Thursday, December 20, 2007
The Frog and the Butterfly
Well we got da usual Christmas activities down at da Westside Senior Citizen Center. So I went down to a talk by Jean Gingerello. She was a motivational speaker and her topic was "How ta cope wid da Hollyday Stress" I was a very interesting talk with a lot of practical suggestions about staying motivated and uplifted, but der was a particular moment in da program dat lifted me up. She was talking about a female iceskater who used practical objects as motivation cymbals. She said, or I taught she said, she wore a little picture of a frog on one boob to motivate her ta leap high like a frog and a butterfly on da udder boob to motivate her ta land like a butterfly.
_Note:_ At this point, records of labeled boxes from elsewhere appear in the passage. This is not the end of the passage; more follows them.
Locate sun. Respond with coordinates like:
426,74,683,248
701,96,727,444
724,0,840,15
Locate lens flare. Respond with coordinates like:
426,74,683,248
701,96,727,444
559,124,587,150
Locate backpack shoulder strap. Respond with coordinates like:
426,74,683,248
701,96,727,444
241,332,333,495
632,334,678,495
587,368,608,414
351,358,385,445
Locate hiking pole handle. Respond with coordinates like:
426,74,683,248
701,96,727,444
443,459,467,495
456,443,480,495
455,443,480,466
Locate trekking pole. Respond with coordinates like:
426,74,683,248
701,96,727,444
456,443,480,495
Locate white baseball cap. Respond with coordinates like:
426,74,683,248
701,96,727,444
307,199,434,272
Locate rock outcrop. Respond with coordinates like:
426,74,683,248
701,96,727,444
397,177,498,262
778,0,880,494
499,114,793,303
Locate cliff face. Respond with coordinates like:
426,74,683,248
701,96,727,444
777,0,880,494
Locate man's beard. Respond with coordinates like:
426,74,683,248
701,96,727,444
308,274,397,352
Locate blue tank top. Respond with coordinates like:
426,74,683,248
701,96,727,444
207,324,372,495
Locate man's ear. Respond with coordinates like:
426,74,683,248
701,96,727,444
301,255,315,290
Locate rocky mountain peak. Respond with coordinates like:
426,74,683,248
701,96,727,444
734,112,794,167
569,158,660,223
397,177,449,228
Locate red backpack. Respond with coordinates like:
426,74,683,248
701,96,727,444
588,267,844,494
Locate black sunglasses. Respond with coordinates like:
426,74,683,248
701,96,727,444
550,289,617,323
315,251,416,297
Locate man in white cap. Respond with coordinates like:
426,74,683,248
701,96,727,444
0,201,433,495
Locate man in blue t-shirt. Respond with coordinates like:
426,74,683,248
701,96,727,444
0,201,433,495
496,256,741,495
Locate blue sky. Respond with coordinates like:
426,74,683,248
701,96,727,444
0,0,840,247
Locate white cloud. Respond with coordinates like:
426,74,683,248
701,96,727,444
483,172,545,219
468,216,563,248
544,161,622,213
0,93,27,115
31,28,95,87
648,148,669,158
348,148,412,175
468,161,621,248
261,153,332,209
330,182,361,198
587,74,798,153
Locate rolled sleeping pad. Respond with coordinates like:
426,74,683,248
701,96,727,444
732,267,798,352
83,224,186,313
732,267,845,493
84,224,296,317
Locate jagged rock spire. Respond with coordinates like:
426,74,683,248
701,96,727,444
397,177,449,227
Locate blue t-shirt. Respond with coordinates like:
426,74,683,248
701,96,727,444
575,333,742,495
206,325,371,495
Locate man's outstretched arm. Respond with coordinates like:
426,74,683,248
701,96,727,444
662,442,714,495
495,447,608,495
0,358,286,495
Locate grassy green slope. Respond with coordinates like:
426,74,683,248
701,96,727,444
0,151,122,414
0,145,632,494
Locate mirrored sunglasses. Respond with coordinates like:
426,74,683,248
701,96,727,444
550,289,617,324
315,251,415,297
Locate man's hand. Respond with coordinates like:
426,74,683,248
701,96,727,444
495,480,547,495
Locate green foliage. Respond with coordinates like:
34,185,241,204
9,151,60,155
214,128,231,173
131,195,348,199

I raised my hand ta ask da oblvious question on which boob was da frog da left or da right? Laughter broke out and den she said that she had said boot, not boob. I said maybe you shouldda said skates. Boy I gotta get my hearing checked.
I am a Jesuit priest and a member of the Theology Department at the University of Scranton. The proprietor and contributors to this blog do not speak for the Society of Jesus or for the Catholic Church.